Middle South

April, 2008
Regional Report

Web Finds

Safety in the Garden
Gardening is a relatively safe hobby, but there are potential dangers. Some plants are poisonous, and many pesticides, even organic ones, are toxic. You can search Cornell University's Poisonous Plant Database by a plant's common or botanical name to find its relative toxicity, or browse through the alphabetical listings. If you have pets or children who might be tempted to nibble on plants, consult this list before making plant purchases.

Be sure to keep all pesticides locked up and out of reach of children and pets. Keep all pesticides in their original containers and follow label directions carefully, especially any precautions. (This isn't just wise, it is also the law.)

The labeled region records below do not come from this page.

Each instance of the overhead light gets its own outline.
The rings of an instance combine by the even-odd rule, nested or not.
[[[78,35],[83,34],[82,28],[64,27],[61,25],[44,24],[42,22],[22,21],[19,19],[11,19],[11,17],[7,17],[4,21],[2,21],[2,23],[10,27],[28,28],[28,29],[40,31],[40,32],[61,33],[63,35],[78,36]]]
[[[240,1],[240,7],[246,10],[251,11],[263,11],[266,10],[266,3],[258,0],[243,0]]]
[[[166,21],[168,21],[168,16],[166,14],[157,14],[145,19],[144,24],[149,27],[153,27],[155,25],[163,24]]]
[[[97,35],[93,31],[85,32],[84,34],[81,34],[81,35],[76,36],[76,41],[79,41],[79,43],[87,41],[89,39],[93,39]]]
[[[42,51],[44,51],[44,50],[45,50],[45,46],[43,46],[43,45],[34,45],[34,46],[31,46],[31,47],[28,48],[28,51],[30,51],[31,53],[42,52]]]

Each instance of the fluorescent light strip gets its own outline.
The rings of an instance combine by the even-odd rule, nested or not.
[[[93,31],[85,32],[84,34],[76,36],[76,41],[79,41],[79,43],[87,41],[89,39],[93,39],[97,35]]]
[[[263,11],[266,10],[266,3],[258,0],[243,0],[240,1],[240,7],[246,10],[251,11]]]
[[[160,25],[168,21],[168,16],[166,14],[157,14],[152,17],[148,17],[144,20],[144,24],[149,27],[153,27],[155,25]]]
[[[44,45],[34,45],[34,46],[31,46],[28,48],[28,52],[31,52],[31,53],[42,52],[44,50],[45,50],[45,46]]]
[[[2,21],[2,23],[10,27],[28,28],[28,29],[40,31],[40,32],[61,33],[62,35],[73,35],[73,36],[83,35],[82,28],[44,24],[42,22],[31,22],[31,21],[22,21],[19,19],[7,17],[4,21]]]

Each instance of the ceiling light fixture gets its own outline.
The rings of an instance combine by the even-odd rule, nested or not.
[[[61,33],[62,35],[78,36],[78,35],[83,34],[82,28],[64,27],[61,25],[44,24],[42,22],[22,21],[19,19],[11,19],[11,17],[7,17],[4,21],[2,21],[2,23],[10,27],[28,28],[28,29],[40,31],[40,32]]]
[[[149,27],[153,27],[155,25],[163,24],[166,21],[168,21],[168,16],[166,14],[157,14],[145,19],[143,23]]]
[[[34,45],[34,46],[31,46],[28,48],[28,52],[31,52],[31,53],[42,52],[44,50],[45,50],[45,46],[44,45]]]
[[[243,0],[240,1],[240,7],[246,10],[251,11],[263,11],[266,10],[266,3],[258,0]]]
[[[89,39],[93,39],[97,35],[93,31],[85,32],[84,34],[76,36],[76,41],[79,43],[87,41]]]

If you suspect that someone may have ingested a poison, call the Poison Control Hotline immediately at (800) 222-1222. Visit the American Association of Poison Control Centers Web site for more information on poison prevention, as well as first aid help.

Books

Natural Gardening in Small Spaces
You don't need acres of land to create a natural landscape and sanctuary for birds and other wildlife. In Gardening in Small Spaces (Timber Press, 2003; $29.95), author Noel Kingsbury treats the garden as an ecosystem and offers advice for plantings that are both pleasing to the eye and friendly to wildlife. For example, one aspect of a natural garden is inclusion of a range of habitats, which invites a variety of wildlife as well as provides interest for the gardener. The author also advises choosing plants that suit the site, rather than trying to modify the site to suit the plant. After all, there are plants adapted to all but the harshest conditions on earth.